I have some 25k documents (4 GB in raw json) of data that I want to perform a few javascript operations on to make it more accessible to my end data consumer (R
), and I would like to sort of "version control" these changes by adding a new collection for each change, but I cannot figure out how to map/reduce
without the reduce
. I want a one-to-one document mapping—I start out with 25,356 documents in collection_1
, and I want to end up with 25,356 documents in collection_2
.
I can hack it with this:
var reducer = function(key, value_array) {
return {key: value_array[0]}
}
And then call it like:
db.flat_1.mapReduce(mapper, reducer, {keeptemp: true, out: 'flat_2'})
(My mapper only calls emit once, with a string as the first argument and the final document as the second.

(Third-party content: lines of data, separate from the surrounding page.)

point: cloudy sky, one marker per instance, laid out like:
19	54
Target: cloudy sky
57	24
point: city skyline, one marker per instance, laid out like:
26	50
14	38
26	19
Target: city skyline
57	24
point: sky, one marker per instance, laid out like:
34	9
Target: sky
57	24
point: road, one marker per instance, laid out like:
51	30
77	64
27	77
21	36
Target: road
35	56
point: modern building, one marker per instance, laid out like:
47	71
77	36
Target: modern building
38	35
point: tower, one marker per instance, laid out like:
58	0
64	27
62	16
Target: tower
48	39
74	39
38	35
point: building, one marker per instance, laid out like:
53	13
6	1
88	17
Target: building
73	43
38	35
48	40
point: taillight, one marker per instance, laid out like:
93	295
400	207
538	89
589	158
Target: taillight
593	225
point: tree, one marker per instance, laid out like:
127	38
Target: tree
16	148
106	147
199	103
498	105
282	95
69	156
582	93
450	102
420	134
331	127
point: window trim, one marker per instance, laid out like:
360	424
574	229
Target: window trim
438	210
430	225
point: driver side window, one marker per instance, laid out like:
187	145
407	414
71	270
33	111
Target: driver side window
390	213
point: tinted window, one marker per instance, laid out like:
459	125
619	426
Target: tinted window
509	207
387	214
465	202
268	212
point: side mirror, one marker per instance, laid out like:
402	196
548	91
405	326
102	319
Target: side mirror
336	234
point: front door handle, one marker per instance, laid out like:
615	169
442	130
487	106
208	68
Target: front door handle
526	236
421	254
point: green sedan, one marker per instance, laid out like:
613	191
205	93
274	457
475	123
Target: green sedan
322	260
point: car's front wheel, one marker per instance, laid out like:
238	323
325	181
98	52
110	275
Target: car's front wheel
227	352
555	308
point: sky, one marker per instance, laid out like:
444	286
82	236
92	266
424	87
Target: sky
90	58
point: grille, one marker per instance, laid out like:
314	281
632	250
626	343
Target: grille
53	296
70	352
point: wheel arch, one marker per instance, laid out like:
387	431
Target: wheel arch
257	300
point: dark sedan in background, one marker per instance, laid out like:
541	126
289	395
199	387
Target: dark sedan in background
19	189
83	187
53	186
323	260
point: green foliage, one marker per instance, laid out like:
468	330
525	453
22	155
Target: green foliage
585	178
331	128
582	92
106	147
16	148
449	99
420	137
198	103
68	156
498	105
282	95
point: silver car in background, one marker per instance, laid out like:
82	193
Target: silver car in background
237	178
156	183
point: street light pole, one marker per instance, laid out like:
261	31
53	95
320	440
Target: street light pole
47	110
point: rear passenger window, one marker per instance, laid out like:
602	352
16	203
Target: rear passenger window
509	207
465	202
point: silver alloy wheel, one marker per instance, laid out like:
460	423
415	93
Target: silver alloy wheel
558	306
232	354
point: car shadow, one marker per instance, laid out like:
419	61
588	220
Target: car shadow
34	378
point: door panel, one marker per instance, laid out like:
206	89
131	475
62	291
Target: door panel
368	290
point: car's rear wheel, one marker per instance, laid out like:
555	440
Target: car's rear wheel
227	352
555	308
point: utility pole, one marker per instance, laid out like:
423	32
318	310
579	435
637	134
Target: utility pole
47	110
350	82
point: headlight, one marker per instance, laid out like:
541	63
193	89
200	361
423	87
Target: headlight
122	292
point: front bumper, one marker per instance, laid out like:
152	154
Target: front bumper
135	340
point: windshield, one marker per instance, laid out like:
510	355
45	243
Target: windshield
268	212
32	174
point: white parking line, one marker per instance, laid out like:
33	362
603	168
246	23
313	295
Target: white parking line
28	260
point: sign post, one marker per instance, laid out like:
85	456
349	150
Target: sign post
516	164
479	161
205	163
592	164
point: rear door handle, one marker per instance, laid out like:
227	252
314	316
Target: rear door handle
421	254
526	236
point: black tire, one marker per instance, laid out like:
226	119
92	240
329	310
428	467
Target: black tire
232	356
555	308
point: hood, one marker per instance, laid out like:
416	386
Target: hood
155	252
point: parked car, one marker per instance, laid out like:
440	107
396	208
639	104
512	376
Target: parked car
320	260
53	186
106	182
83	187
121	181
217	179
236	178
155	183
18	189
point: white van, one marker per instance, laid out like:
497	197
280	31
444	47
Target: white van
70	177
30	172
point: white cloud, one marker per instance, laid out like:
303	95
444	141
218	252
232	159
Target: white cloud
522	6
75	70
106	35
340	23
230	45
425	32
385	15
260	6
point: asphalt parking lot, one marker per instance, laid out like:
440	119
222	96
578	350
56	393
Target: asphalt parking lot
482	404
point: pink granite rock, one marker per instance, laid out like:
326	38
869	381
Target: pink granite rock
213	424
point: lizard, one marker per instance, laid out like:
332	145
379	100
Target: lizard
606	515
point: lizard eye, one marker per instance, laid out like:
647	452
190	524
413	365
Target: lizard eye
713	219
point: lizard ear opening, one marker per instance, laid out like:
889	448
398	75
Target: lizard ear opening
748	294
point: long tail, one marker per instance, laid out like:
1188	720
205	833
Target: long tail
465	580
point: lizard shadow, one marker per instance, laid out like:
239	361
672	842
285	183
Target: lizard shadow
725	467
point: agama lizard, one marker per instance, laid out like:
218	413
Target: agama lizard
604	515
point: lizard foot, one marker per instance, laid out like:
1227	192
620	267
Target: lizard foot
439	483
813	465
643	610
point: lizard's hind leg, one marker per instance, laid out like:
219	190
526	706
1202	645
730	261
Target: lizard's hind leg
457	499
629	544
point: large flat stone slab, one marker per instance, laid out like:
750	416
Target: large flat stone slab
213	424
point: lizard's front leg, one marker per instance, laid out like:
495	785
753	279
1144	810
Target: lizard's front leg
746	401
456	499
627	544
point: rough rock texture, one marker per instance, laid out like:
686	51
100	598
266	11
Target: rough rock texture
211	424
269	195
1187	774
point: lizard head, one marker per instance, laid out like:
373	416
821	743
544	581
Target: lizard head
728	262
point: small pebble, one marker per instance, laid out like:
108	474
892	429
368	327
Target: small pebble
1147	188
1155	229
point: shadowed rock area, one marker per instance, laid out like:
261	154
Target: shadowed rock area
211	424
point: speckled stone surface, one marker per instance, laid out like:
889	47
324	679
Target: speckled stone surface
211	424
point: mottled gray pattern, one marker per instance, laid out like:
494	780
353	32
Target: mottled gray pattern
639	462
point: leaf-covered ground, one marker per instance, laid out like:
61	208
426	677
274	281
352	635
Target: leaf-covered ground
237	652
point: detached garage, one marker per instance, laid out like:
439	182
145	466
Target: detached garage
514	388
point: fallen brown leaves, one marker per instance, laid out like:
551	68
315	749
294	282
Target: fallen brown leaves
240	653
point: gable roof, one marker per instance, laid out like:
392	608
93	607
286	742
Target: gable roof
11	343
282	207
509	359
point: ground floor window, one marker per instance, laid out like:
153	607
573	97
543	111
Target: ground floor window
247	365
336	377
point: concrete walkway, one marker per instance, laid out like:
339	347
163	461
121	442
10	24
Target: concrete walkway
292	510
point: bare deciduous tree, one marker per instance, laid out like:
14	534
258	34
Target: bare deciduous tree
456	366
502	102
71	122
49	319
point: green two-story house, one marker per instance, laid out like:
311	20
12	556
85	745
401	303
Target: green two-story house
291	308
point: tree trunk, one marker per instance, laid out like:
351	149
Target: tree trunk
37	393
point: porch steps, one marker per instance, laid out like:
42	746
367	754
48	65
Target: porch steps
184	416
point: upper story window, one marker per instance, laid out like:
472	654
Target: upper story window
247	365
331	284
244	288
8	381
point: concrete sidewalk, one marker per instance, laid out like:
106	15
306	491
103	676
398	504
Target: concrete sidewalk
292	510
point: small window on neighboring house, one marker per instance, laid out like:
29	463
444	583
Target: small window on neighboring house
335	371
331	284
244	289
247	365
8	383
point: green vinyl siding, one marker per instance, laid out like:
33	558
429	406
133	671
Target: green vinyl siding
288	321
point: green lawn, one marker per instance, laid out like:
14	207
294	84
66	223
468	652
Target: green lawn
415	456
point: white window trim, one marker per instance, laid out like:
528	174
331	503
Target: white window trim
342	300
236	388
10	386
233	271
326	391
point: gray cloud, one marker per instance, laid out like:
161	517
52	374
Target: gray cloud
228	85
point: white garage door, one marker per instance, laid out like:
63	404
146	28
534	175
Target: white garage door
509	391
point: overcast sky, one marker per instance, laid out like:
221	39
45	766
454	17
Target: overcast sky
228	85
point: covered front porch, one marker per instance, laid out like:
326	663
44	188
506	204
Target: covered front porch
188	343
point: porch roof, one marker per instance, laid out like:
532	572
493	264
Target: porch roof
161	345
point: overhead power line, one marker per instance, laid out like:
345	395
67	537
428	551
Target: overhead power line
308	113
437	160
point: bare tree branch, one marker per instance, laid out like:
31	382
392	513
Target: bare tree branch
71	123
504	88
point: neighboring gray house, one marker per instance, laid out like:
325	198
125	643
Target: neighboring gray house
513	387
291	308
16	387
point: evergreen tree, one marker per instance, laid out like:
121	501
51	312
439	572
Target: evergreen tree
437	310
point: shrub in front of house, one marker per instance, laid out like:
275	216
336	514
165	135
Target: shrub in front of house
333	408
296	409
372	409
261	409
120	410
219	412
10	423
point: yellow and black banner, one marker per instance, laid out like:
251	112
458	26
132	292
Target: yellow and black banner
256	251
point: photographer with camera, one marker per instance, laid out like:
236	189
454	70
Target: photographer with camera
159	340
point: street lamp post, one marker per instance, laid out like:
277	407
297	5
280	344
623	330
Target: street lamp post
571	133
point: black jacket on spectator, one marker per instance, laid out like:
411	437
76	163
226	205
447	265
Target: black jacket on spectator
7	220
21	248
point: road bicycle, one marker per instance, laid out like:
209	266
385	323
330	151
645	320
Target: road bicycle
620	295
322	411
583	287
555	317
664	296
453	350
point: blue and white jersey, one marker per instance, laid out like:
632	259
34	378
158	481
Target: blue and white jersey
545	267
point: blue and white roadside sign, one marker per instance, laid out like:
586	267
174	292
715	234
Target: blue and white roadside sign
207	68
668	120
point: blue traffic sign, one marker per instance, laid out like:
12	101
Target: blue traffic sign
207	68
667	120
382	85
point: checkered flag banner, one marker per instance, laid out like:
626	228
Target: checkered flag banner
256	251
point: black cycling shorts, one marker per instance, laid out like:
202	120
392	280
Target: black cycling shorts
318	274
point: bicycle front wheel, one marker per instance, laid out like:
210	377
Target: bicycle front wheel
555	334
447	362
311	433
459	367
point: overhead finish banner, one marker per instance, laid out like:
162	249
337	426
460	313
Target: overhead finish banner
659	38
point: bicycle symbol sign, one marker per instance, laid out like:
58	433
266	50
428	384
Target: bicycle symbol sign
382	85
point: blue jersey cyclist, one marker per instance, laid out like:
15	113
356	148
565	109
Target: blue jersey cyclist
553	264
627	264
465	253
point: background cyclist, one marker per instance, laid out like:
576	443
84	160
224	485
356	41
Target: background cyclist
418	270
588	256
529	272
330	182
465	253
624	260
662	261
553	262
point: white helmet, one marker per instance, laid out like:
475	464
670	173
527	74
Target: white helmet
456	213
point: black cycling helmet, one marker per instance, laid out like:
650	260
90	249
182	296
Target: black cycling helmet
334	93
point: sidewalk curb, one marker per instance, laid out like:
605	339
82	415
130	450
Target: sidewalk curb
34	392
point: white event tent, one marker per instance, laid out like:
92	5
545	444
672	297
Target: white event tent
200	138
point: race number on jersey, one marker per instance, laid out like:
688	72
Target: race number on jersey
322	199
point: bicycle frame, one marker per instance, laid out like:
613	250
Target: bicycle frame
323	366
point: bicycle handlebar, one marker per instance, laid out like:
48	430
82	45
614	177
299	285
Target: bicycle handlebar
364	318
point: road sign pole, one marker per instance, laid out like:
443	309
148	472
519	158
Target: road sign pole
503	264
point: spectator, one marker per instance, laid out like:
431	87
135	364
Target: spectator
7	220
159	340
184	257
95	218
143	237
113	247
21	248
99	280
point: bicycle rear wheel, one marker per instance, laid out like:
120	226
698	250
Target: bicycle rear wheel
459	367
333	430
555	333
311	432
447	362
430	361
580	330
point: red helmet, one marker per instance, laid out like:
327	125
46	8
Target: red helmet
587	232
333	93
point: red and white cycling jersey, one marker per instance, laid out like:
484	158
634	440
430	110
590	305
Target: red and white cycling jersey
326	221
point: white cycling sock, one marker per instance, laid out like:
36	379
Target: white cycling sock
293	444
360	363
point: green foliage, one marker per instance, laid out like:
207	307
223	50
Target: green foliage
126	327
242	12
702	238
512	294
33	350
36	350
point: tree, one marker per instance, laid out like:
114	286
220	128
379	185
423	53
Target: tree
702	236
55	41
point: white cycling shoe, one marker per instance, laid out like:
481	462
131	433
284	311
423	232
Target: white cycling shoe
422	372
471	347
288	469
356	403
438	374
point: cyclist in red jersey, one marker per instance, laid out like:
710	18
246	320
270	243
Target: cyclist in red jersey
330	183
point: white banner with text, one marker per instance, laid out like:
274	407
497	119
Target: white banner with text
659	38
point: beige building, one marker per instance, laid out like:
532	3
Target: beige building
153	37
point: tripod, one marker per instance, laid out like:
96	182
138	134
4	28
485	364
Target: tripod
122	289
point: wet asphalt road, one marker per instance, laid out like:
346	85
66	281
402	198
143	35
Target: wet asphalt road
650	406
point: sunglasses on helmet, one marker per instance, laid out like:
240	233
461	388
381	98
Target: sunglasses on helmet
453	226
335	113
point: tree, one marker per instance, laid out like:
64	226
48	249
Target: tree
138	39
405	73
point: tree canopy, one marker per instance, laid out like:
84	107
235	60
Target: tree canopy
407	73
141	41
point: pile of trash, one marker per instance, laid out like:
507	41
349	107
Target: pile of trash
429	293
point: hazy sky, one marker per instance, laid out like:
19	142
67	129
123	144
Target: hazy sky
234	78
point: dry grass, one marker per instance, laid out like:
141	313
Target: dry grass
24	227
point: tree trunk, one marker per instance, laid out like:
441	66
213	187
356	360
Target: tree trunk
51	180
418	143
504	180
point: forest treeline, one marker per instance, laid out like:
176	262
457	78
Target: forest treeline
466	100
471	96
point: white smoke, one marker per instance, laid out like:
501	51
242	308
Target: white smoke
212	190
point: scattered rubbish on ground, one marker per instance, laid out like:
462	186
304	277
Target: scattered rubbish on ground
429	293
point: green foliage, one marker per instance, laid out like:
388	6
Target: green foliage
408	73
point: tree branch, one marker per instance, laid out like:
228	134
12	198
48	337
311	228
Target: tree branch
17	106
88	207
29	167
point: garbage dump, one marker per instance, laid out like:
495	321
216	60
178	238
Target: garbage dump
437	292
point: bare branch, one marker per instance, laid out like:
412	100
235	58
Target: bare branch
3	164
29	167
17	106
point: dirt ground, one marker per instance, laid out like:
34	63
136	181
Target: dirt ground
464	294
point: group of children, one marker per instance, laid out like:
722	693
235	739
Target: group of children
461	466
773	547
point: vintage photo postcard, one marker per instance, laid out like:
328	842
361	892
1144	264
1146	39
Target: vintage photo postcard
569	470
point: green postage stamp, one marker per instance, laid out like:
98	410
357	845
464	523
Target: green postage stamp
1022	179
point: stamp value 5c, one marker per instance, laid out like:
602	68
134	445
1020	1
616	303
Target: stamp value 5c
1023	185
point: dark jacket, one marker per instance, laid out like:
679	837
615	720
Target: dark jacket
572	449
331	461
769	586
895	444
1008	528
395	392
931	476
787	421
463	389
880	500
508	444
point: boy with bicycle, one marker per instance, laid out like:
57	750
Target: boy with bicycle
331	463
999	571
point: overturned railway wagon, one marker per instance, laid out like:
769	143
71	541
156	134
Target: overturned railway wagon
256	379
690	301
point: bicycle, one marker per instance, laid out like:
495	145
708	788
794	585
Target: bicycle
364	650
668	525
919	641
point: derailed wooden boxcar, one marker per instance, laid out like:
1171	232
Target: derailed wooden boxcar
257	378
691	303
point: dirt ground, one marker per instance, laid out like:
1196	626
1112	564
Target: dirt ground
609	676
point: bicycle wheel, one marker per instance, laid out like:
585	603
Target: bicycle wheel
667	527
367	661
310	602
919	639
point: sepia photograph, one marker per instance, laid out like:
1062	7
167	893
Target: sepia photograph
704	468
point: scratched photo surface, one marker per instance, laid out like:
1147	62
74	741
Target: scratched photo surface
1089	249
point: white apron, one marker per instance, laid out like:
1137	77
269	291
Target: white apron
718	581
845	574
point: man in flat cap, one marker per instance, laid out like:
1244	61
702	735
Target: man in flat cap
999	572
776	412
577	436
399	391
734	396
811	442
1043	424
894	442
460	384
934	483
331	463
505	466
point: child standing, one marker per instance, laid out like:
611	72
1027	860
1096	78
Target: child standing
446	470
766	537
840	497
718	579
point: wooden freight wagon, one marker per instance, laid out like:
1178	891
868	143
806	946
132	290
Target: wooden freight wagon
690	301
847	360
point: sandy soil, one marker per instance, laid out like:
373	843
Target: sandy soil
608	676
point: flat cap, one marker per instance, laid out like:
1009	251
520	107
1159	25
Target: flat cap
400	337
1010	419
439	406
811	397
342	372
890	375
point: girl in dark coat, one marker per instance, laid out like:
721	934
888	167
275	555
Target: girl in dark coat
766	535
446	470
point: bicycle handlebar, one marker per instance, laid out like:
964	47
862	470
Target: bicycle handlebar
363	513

It's a collection of those second arguments that I really want.)
But that seems awkward and I don't know why it even works, since my emit
call arguments in my mapper are not equivalent to the return argument of my reducer
. Plus, I end up with a document like
{
"_id": "0xWH4T3V3R",
"value": {
"key": {
"finally": ["here"],
"thisIsWhatIWanted": ["Yes!"]
}
}
}
which seems unnecessary.
Also, a cursor that performs its own inserts isn't even a tenth as fast as mapReduce
. I don't know MongoDB well enough to benchmark it, but I would guess it's about 50x
slower. Is there a way to run through a cursor in parallel? I don't care if the documents in my collection_2
are in a different order than those in collection_1
.